[Python-ideas] Integrate some itertools into the Python syntax
Michel Desmoulin
desmoulinmichel at gmail.com
Wed Mar 23 06:04:03 EDT 2016
Le 23/03/2016 06:13, Nick Coghlan a écrit :
> On 22 March 2016 at 09:06, Michel Desmoulin <desmoulinmichel at gmail.com> wrote:
>> So my first proposal is to be able to do:
>>
>> def stop(element):
>> return element > 4
>> print(numbers[:stop])
>>
>> It's quite pythonic, easy to understand : the end of the slice is when
>> this condition is met. Any not the strange way takewhile work, which is
>> "carry on as long as this condition is met".
>>
>> We could also extend itertools.islice to accept such parameter.
>
> iter() already has a two-argument form to accept a callable+sentinel
> value, so it may not be unreasonable to offer an "until" callback to
> say when to stop iterating.
>
> That is:
>
> def stop(element):
> return element >4
> print(list(iter(numbers, until=stop)))
Do you propose to make a "since" param too ?
>
> Slicing arbitrary iterables may be amenable to a str.join style
> solution, by putting the functionality on slice objects, rather than
> on the iterables:
>
> slice(3, 7).iter(iterable)
Those solutions are already much more convenient than using itertools,
but it's going to look very strange:
def foo(p):
with open(p) as f:
def begin():
return x.startswith('#')
def end():
return x != "STOP"
yield from slice(0, 10).iter(iter(f, since=begin, until=en))
The last line is really not Pythonic.
Compared to:
def foo(p):
with open(p) as f:
def begin():
return x.startswith('#')
def end():
return x != "STOP"
yield from f[begin:end][:10]
But I beleive there is an idea here.

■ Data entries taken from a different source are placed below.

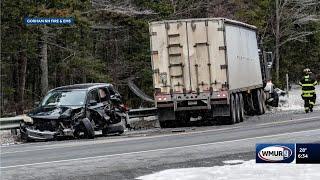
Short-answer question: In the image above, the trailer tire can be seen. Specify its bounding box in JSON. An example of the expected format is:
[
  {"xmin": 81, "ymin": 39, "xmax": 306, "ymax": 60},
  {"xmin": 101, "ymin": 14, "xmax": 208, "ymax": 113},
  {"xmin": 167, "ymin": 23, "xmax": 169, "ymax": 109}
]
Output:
[
  {"xmin": 234, "ymin": 93, "xmax": 241, "ymax": 123},
  {"xmin": 260, "ymin": 89, "xmax": 267, "ymax": 114},
  {"xmin": 81, "ymin": 118, "xmax": 94, "ymax": 139},
  {"xmin": 228, "ymin": 94, "xmax": 237, "ymax": 124},
  {"xmin": 239, "ymin": 93, "xmax": 244, "ymax": 122},
  {"xmin": 253, "ymin": 89, "xmax": 263, "ymax": 115}
]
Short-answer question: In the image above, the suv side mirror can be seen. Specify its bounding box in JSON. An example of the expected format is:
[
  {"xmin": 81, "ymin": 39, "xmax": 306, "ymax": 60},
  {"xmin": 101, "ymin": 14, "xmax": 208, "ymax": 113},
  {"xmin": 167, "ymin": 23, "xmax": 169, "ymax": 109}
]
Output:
[
  {"xmin": 89, "ymin": 100, "xmax": 98, "ymax": 106},
  {"xmin": 33, "ymin": 101, "xmax": 40, "ymax": 107},
  {"xmin": 110, "ymin": 95, "xmax": 121, "ymax": 102}
]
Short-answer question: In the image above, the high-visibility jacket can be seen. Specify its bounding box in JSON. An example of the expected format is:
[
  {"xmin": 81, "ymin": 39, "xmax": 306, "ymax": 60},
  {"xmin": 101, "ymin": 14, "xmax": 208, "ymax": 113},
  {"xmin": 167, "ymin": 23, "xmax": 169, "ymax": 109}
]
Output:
[{"xmin": 299, "ymin": 75, "xmax": 318, "ymax": 97}]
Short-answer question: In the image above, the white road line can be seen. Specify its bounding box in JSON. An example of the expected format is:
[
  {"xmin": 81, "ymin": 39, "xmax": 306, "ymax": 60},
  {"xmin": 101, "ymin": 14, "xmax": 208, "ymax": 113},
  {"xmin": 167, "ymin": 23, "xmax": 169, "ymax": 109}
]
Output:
[
  {"xmin": 0, "ymin": 116, "xmax": 320, "ymax": 155},
  {"xmin": 0, "ymin": 129, "xmax": 320, "ymax": 169}
]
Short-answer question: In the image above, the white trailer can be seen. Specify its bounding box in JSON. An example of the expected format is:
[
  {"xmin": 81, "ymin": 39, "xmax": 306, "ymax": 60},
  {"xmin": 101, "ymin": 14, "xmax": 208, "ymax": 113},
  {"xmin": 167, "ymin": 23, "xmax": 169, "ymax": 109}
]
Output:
[{"xmin": 149, "ymin": 18, "xmax": 265, "ymax": 126}]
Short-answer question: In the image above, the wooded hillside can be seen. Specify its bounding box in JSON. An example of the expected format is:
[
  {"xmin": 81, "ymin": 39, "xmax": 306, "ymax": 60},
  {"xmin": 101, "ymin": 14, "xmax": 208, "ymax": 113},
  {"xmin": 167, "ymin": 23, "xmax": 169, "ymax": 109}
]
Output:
[{"xmin": 1, "ymin": 0, "xmax": 320, "ymax": 115}]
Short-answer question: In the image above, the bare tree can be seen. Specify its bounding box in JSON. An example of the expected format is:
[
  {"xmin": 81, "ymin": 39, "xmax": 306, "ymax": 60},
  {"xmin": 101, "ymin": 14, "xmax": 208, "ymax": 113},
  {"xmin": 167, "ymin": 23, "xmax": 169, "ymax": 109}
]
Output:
[
  {"xmin": 273, "ymin": 0, "xmax": 320, "ymax": 81},
  {"xmin": 82, "ymin": 0, "xmax": 154, "ymax": 16},
  {"xmin": 40, "ymin": 26, "xmax": 48, "ymax": 96}
]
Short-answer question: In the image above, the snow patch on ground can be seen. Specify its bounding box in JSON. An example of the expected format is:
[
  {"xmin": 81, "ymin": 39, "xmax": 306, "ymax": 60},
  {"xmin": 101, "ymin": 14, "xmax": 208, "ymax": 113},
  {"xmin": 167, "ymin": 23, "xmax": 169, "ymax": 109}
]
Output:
[
  {"xmin": 223, "ymin": 160, "xmax": 244, "ymax": 164},
  {"xmin": 137, "ymin": 160, "xmax": 320, "ymax": 180},
  {"xmin": 276, "ymin": 85, "xmax": 320, "ymax": 111},
  {"xmin": 0, "ymin": 130, "xmax": 21, "ymax": 147}
]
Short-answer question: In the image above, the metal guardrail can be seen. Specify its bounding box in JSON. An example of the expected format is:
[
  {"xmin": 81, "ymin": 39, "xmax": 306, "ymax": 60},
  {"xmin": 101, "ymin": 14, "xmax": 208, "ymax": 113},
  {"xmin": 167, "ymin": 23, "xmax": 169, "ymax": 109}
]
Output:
[
  {"xmin": 0, "ymin": 116, "xmax": 23, "ymax": 130},
  {"xmin": 0, "ymin": 108, "xmax": 157, "ymax": 131},
  {"xmin": 129, "ymin": 108, "xmax": 158, "ymax": 118}
]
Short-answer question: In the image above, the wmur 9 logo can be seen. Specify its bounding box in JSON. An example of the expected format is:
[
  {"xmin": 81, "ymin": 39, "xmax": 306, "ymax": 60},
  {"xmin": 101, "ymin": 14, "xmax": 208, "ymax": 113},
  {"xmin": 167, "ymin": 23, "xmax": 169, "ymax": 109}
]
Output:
[{"xmin": 256, "ymin": 144, "xmax": 295, "ymax": 163}]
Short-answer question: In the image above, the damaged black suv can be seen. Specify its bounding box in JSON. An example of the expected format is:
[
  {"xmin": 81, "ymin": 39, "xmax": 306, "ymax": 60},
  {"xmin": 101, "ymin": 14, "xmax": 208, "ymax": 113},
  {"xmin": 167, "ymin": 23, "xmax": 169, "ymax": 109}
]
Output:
[{"xmin": 20, "ymin": 83, "xmax": 128, "ymax": 140}]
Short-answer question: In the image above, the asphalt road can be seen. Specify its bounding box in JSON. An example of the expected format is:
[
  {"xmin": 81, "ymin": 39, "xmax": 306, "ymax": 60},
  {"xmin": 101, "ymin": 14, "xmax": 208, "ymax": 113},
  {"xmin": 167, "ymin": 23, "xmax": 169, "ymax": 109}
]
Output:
[{"xmin": 0, "ymin": 112, "xmax": 320, "ymax": 180}]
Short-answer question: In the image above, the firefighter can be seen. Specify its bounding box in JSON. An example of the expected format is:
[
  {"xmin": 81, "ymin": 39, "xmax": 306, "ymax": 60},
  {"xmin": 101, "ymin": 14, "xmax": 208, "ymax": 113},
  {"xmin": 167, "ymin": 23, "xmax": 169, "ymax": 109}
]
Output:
[{"xmin": 299, "ymin": 68, "xmax": 317, "ymax": 113}]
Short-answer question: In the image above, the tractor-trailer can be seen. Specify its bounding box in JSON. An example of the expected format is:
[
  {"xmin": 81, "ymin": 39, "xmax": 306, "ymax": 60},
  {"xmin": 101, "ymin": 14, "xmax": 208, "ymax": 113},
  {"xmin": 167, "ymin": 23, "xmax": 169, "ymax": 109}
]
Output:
[{"xmin": 149, "ymin": 18, "xmax": 272, "ymax": 127}]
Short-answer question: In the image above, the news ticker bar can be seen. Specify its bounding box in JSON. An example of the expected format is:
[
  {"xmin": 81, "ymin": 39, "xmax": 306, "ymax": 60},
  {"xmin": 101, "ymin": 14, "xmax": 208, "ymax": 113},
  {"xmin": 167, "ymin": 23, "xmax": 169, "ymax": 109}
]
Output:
[
  {"xmin": 256, "ymin": 143, "xmax": 320, "ymax": 164},
  {"xmin": 24, "ymin": 17, "xmax": 74, "ymax": 25}
]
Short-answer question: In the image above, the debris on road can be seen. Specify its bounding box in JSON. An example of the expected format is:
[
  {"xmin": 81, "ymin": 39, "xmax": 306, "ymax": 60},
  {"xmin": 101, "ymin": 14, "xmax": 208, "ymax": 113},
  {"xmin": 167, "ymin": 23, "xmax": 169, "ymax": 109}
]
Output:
[{"xmin": 0, "ymin": 130, "xmax": 22, "ymax": 146}]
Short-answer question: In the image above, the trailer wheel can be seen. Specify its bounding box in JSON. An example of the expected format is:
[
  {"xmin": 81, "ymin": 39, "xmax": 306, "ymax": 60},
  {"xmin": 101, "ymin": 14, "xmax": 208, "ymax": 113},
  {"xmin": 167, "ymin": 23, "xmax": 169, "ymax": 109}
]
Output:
[
  {"xmin": 253, "ymin": 89, "xmax": 263, "ymax": 115},
  {"xmin": 239, "ymin": 93, "xmax": 244, "ymax": 122},
  {"xmin": 229, "ymin": 94, "xmax": 237, "ymax": 124},
  {"xmin": 260, "ymin": 89, "xmax": 267, "ymax": 114},
  {"xmin": 234, "ymin": 93, "xmax": 241, "ymax": 123}
]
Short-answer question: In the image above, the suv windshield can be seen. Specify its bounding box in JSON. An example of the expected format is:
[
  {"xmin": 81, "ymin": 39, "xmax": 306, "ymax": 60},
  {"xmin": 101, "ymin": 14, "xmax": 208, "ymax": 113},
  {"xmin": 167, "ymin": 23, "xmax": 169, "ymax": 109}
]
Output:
[{"xmin": 41, "ymin": 90, "xmax": 86, "ymax": 106}]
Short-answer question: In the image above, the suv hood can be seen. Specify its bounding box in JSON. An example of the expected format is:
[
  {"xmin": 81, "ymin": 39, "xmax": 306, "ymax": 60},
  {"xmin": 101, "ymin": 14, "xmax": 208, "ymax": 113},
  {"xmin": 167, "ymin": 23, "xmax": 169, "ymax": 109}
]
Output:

Attaching things to slice is
cleaner than to iter():
def foo(p):
with open(p) as f:
def begin():
return x.startswith('#')
def end():
return x != "STOP"
yield from slice.wraps(f)[begin:end][:10]
>
> (Whether or not to make slice notation usable outside subscript
> operations could then be tackled as an independent question)
>
> For itertools.chain, it may make sense to simply promote it to the builtins.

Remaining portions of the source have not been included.